Weekend Update #17
(Fsck me, a Weekend Update. For the week ending 6 May. Worth the wait. 850 more items and I'll be caught up.)
Note to agents: whenever you feel like complaining about idiotic slushdwellers, email me. I'm a good listener, and cheaper than a shrink.
The Rejecter denies the existence of the slushpile blacklist, and describes the type of authors that really annoy the crap out of agents. She also points out that agents usually pass on literary fiction, mostly because no-one buys it unless the author is already successful.
Denis McGrath continues his rant on fan fiction from the previous week, and hits on the crux of the issue: "A good writer writing fanfic is a tragic waste [of talent]." Fanfic writers should have this engraved into their monitors, tattooed onto their wrists, or chiselled into their gravestones.
McGrath goes on to discuss the dark side of fanfic, the accusations of plagiarism, where a writer who has ripped off someone else's idea then accuses them (or a staff writer) of ripping off their idea. He later explains that ideas are in the air, for anyone to breathe in then sneeze out onto paper.
For those of you with a scholarly bent, Rosewater Chronicles ponders the central question of modern philosophy: Why are bad writers attracted to complex theory?
BookEnds literary agency announces that they hate paper, especially if you've ruined it by writing something on it. They also remind you that "book publishing is a completely subjective business," so you better be writing about a subject. Bookends, while we have your attention, Do people follow submission guidelines? The fsck they do.

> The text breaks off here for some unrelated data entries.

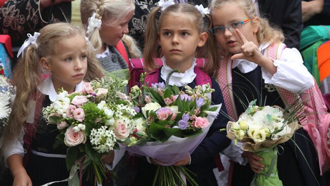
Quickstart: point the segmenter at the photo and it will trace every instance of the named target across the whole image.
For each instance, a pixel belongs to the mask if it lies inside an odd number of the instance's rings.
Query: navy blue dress
[[[260,66],[246,73],[242,73],[236,67],[233,69],[232,74],[233,89],[237,95],[234,97],[234,100],[239,115],[245,110],[243,105],[248,105],[250,102],[256,99],[257,105],[263,105],[266,103],[265,105],[277,105],[284,108],[284,104],[273,85],[265,83]],[[243,104],[238,98],[241,99]],[[301,128],[295,131],[292,140],[302,151],[311,170],[291,140],[280,144],[283,149],[279,148],[277,169],[283,185],[317,185],[313,173],[320,185],[326,185],[324,176],[320,176],[317,155],[308,134]],[[232,185],[250,185],[254,172],[248,163],[243,166],[235,163],[234,170]]]
[[[227,113],[223,98],[218,83],[211,78],[212,88],[215,91],[212,94],[212,102],[214,105],[223,103],[221,110]],[[158,82],[164,82],[158,77]],[[195,80],[188,84],[191,88],[195,87]],[[180,87],[179,87],[180,88]],[[180,88],[180,89],[181,88]],[[213,172],[216,167],[214,156],[227,148],[230,140],[226,137],[226,132],[220,132],[221,128],[225,128],[228,119],[219,114],[214,120],[204,140],[190,155],[191,164],[186,165],[196,175],[194,179],[200,185],[216,185],[217,182]],[[148,163],[145,157],[138,158],[137,173],[135,176],[134,185],[151,185],[153,180],[157,166]]]

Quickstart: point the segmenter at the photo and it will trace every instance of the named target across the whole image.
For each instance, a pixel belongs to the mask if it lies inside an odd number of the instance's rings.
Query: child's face
[[[244,10],[235,3],[225,4],[219,8],[212,9],[211,16],[213,28],[230,26],[234,22],[244,21],[251,18],[247,16]],[[258,19],[254,18],[253,21],[257,22]],[[256,36],[258,29],[257,24],[253,24],[250,21],[242,25],[239,30],[248,41],[253,41],[257,46],[259,46]],[[218,44],[226,52],[232,54],[241,52],[241,46],[243,43],[235,29],[229,30],[226,28],[223,33],[216,34],[215,38]]]
[[[202,46],[207,39],[205,32],[200,33],[191,18],[182,13],[163,18],[159,33],[159,44],[168,65],[180,63],[190,67],[197,46]]]
[[[63,87],[74,91],[87,71],[86,40],[79,35],[59,40],[51,58],[42,58],[41,61],[43,68],[51,73],[55,90]]]
[[[110,46],[115,46],[121,39],[124,34],[128,33],[128,21],[134,15],[134,11],[127,14],[120,22],[113,25],[112,19],[102,20],[100,35],[102,42]],[[112,25],[112,26],[110,26]]]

Nathan Bransford enumerates the two sides of the he said / she asserted debate. He's writing from Camp Said, a base near the border with the terrorist state of Fanfic, where agents wage a war of atrishun against the members of the BadGrammarian cult. He also wishes he could patent himself.
Mike Toot suggests a solution to the moral problem of sending astronauts on a one-way mission to Mars: send bad writers instead.
Agent Kristin reveals (part of) the secret language of agents. (Hint: "No" translates as: "No".) (Part 2.)
Victoria Strauss of Writer Beware tries (successfully) to draw the attention of 50% of bad writers with her talk of The Insidious Double D's.
I'm not sure, but I think screenwriter turned novelist Robert Gregory Browne is admitting that he ripped off a plot from Tess Gerritsen.
Simon Haynes, who has published three humourous SF novels @ roughly 80,000 words each, has amassed 700,000 words of edited material "for future use". Must have one of those limited edition keyboards without a Delete key.
Advice from Micah Robinson at CHUD: "Here’s a super secret tip for getting your work sold: Stop writing screenplays and start freelancing for fancy mags." [Emphasis added]
Henry Alford of the NYT discovered that the publishing industry actually does edit, especially when it comes to quoting reviews. Publishing industry response: "We'll quote the entire review when the reviewer reads the entire fsckin' book." (Via Nathan Bransford.)
Inspirational Quotatery:
From Lee Wood at Smart People Write (via Kenneth Davis), the truest sentence you will read this year. Really, if you read just one sentence this year, make it this one:
Bad writing makes smart people look dumb.
Writer Tom deFalco, quoted on Comics Should Be Good:
Most beginning writers believe you need one great idea to tell a story. One good idea will barely get you through the first page. To write a story, you need hundreds of ideas, and if you don’t realize that, you shouldn’t be writing.
Quotes Taken Out of Context:
- French screenwriter/director Francis Veber: "I have very bad writing."
- J.A. Konrath: "You're [...] a poor judge of your own work."
- Hugh Hewitt of Townhall.com: "If I was Garrison Keillor, I'd stop writing."
- B. Elwin Sherman of American Chronicle: "Dave Barry would quit writing again."
- Novelist and comic book author Jamie S. Rich reviewing Spiderman 3: "All I ever see is bad writing." (Actually, that one's in context.)
Stop Writing if You Need This Advice award nominees:
- Nathan Bransford says don't cold-call an agent. Filed under the general heading Don't Be an Asshole.
- The Rejecter reminds you that US postage rates have increased. Just my 2c.
- Agent Kristin says if you get bored with your story and want to take it in a new direction, start a new story.
- Lit Agent X points out that there is a limit to the effectiveness of time spent polishing a turd. (Miss Snark adds that everyone has a few turds in the bowl.)